In stark, powerful terms, Rowden offers a unique and in-depth critique of development economics, the political economy dynamics of global foreign aid and health institutions, and how these seemingly abstract factors play out in the real world – from the highest levels of global institutions to African finance and health ministries to rural health outposts in the countryside of developing nations, and back again.

While the book is specifically about public health Rowden argues that the public health picture must encompass the broader picture of capitalism, neoliberalism, and neocolonialism on a global scale.

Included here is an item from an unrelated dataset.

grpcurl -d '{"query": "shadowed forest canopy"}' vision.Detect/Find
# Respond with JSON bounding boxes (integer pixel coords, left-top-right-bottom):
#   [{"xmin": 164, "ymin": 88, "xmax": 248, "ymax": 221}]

The specific issue that caught my attention was Rowden’s conversation with the host of the show, Walter Turner, about NGOs in the African context (which is applicable to what I’ve seen in the Philippines).  Rowden states that while many NGOs do great work, especially when it comes to public health and the fight against HIV/AIDS the NGOs are hopelessly caught up (how could they not) in the neoliberal complex (or, more precisely, the nexus of globalized capitalism which is merged with Western oriented foreign policy).

The West, along with the global institutions of the IMF and the World Bank, push hard for developing countries to (needlessly) open up their boarders to global capitalism and Western investment.  In turn these developing countries (such as Kenya, the Democratic Republic of the Congo, South Africa, etc.) are coerced and forced into taking on neoliberal policies such as slashing their state employees pensions, salaries, cutting education and health costs, etc.

As these governments drop the ball on issues such as public health (and many other issues that they should be responsible for, such as providing fresh water, an accessible education, etc.) the (mostly) Western oriented NGOs come in and pick up the slack.  While it is a good idea to have a safety net these NGOs are serving the overall strategy of the West to fully incorporate the Third World into the global capitalist nexus.  Specifically these NGOs are the safety net in order for these countries to fully impliment their neoliberal policies.

Rowden spoke about how many of those staffing these NGOs (which are funded by pro-capitalist Western institutions such as the Ford Foundation, U.S. A.I.D., etc.) have essentially accepted the capitalist neoliberal world view: they accept globalization and its neoliberal policies as basically the only path to development.

These NGOs come in and implement (mostly) short-term oriented goals which are used to offset the damages of the neoliberal policies these governments implement.  They never question the neoliberal model in a forceful way nor do they actively try to fight against these models and try and build up the local population to actively fight against these policies (and their mostly corrupt governments) in a unified political way.  Mostly, those organizations that do have no where near the funding these Western based NGOs do but the one thing they do have is a grass-roots based movement that’s for the people and by the people and not afraid to speak truth to power (South Africa’s Abahlali baseMjondolo and the Philippines’ Bagong Alyansang Makabayan for example).  Often times, however, the NGOs try to undercut their political power (actively or passively) through their non-politicized social roles in the local society and in their (very targeted and limited) programs.